Second, being such a large room and myself being a uni student. It is impractical to try and sound proof all the walls so where would the most important areas be? I was thinking directly behind my monitors and the respective corners to the left and right.
If anyone could offer any advice it’d be greatly appreciated!
I’m pretty sure your desk should be flush with the short wall, and the first thing you should try to get are bass traps.
Four floor-to-ceiling bass traps will solve about 75% of the problems in a room, and from there you can get a few absorbers to place on reflection points that exist between your monitors and your ears. So, you would have treatment directly behind your monitors on the wall your desk is on, and ear-level treatment on the side walls where reflections would coming from in that area. Lastly, a cloud right above you would be nice as well.
You’re lucky to have a rectangular room! That is desirable for acoustics.

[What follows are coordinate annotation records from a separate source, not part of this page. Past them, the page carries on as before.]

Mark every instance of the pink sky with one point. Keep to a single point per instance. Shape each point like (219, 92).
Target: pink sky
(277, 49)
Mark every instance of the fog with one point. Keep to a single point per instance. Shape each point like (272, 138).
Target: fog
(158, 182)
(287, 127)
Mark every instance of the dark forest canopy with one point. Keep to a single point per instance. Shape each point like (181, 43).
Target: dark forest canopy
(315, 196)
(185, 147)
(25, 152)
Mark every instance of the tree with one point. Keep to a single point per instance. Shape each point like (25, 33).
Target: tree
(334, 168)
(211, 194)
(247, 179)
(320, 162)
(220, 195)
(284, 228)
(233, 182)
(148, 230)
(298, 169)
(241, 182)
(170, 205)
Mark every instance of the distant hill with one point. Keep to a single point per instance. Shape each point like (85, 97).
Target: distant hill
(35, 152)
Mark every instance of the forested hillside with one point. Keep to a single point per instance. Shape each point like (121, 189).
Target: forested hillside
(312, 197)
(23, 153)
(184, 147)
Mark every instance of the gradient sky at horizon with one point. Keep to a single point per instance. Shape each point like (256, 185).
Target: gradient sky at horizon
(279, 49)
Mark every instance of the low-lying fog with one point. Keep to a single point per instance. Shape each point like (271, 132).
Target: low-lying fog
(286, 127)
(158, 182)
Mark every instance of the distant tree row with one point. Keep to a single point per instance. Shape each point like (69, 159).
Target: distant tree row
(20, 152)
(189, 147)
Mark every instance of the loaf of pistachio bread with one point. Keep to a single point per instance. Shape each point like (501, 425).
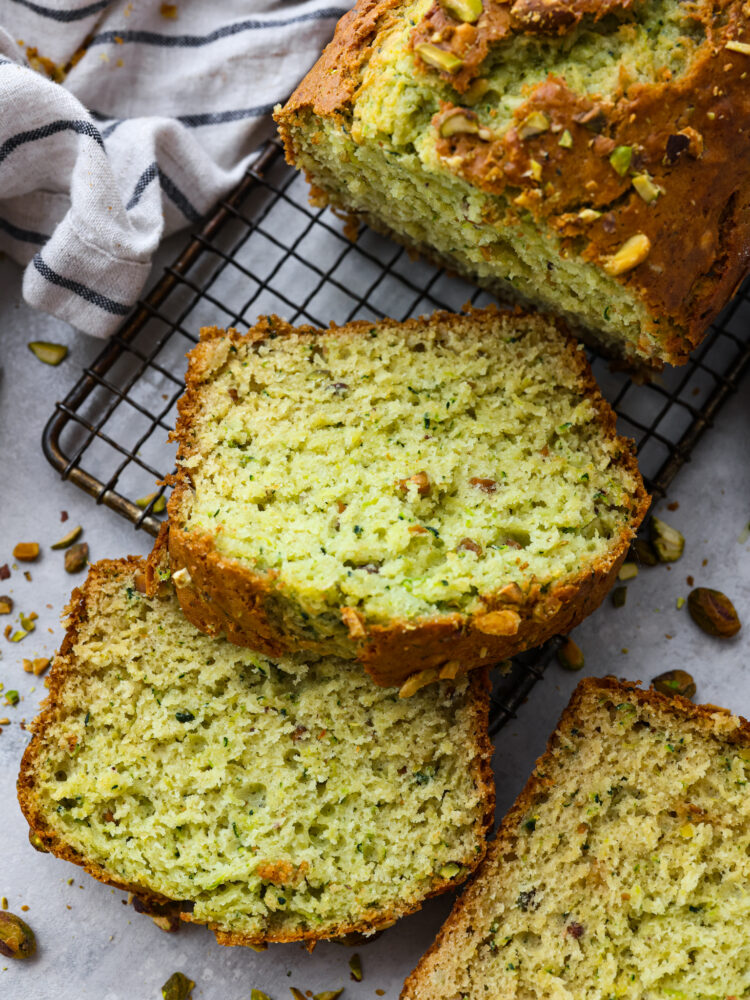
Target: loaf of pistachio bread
(590, 157)
(426, 496)
(623, 870)
(275, 800)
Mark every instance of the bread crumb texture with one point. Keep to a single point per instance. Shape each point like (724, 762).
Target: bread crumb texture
(276, 800)
(622, 872)
(407, 471)
(526, 143)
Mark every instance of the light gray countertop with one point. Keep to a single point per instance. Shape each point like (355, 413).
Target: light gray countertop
(91, 946)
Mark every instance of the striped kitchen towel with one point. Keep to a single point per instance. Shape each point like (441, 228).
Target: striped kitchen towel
(121, 122)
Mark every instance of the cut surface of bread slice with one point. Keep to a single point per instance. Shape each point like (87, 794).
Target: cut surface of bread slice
(274, 800)
(623, 870)
(426, 496)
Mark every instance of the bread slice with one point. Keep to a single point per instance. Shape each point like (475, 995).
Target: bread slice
(623, 870)
(580, 156)
(274, 800)
(425, 496)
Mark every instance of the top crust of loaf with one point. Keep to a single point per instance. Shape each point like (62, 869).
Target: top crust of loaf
(684, 130)
(226, 596)
(148, 579)
(710, 720)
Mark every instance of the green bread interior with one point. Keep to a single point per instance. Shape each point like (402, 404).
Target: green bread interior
(187, 766)
(378, 157)
(305, 448)
(629, 876)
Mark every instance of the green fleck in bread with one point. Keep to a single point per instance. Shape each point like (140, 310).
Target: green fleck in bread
(622, 871)
(589, 157)
(275, 800)
(427, 496)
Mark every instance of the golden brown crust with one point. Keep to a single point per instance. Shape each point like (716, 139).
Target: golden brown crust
(226, 597)
(64, 670)
(690, 134)
(502, 845)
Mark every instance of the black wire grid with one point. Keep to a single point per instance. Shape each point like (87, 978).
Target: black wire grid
(266, 250)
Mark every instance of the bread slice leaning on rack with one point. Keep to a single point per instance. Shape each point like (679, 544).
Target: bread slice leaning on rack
(274, 800)
(623, 870)
(426, 496)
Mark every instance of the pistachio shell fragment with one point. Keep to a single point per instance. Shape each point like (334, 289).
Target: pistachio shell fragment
(26, 551)
(68, 539)
(632, 253)
(468, 11)
(713, 612)
(16, 937)
(177, 987)
(50, 354)
(620, 158)
(570, 656)
(533, 124)
(646, 188)
(439, 58)
(159, 504)
(668, 543)
(458, 121)
(674, 682)
(76, 557)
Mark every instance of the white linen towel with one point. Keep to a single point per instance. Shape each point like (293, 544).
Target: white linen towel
(156, 116)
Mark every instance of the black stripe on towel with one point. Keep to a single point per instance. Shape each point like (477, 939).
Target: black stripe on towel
(89, 294)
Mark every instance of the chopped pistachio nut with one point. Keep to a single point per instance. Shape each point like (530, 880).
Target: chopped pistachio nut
(627, 571)
(632, 253)
(463, 10)
(16, 937)
(26, 551)
(570, 656)
(646, 188)
(533, 124)
(620, 158)
(160, 503)
(667, 542)
(438, 58)
(68, 539)
(458, 121)
(713, 612)
(177, 987)
(50, 354)
(675, 682)
(76, 557)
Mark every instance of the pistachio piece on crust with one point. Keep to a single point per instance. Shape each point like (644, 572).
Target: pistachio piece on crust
(632, 253)
(463, 10)
(439, 58)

Many usually have square-shaped rooms, which are a pain in the rear to “correct.”
Fantastic, exactly what I needed to hear.
That sounds about right with what else I have been told.

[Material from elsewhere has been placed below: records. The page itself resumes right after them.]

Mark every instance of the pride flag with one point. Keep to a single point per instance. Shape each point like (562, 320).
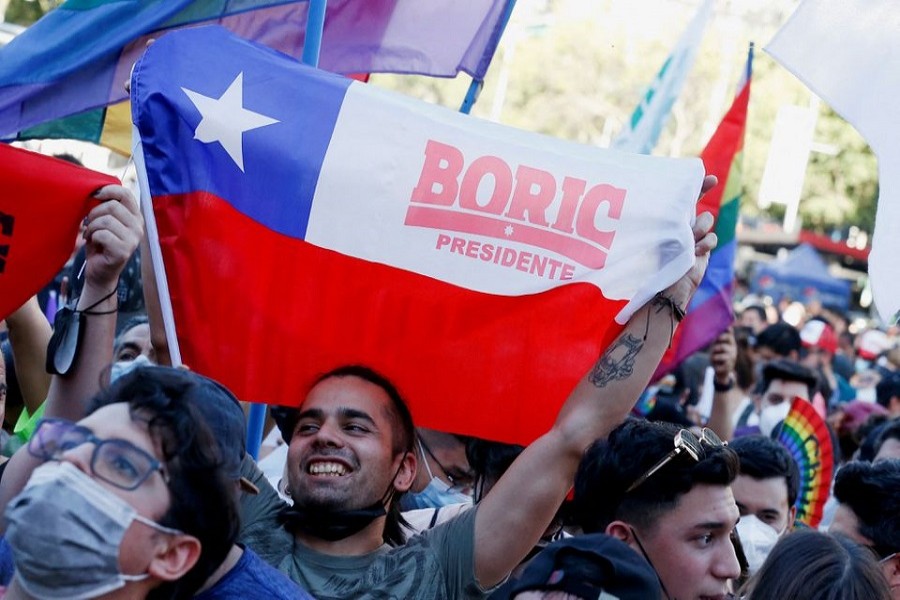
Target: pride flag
(806, 436)
(42, 203)
(710, 312)
(479, 267)
(73, 63)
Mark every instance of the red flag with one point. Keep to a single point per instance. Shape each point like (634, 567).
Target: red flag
(480, 268)
(42, 203)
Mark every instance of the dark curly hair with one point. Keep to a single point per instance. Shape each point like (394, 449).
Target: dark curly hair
(872, 492)
(762, 457)
(203, 499)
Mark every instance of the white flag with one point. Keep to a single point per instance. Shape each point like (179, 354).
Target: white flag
(845, 51)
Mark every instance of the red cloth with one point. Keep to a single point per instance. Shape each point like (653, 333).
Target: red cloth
(42, 202)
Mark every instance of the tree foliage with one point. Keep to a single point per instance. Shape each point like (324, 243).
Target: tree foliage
(576, 70)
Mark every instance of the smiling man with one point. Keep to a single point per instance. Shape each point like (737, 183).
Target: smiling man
(352, 456)
(668, 500)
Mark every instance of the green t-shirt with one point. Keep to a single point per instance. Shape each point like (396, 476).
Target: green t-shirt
(438, 564)
(26, 424)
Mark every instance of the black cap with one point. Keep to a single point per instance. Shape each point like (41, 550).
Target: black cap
(586, 566)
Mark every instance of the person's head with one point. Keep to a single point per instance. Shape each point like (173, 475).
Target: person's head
(869, 511)
(581, 568)
(351, 444)
(489, 461)
(680, 516)
(887, 393)
(444, 475)
(144, 460)
(755, 318)
(810, 565)
(852, 422)
(779, 340)
(782, 380)
(133, 340)
(768, 483)
(819, 343)
(887, 447)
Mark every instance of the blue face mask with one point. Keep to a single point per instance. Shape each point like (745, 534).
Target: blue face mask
(435, 495)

[url=http://audio.tutsplus.com/tutorials/recording/a-basic-guide-to-acoustic-treatment/]Beginner's Guide to Acoustic Treatment
1.Bass traps in the corners of your room , may also treat between ceeling & walls
(to treat low frequencies)
2,3 absorption tiles/acoustic panels (early reflection)
4.Diffusers (back,ceiling) can be placed above hard surface such as computer monitors/workstation.
Put some foam under the studio monitors to isulate them. Foam from auralex or other.
Studio monitors should be at a ear level, speakers equal distance from each wall.
Studio monitors position in a triangle to the head.
I hope that helps.
Helps a lot. Thanks guys I know pretty much want I need. Very informative.
For anyone else looking for similar information and can’t be bothered reading this video sums it all up nicely as well.
The Importance of Placement of Auralex® Acoustical Products - YouTube
Get REW (room EQ Wizard)
Get an acoustic measurement mic
Build bass traps
Use a mirror to figure out the first reflection points in your room, place appropriate absorption/diffusion there.
Absorption in all corners floor to ceiling will help with “some” bass but will mostly deal with HF`s.
Make sure your monitors are calibrated and positioned as part of an equlateral triangle with your listening position which should be .38 the length of your room (38%) from the front wall (or the back).
A cloud and back wall absorption/diffusion is required, try to leave “at least” the same amount of an air gap behind your absorption (this will vastly improve the amount of absorption) as the thickness of said absorption.
Positioning is king, mess around with listening position and monitor placement (try 37%, 39% etc - move monitors acordingly) when doing measurements.
Bass is by far the most difficult to deal with, especially below 300Hz.
You will also be experiencing flutter with the tiled floor, get some big rugs down on the floor, especially where you dont have cloud.
I am about to release some free videos teaching all this, i will et you when they are done.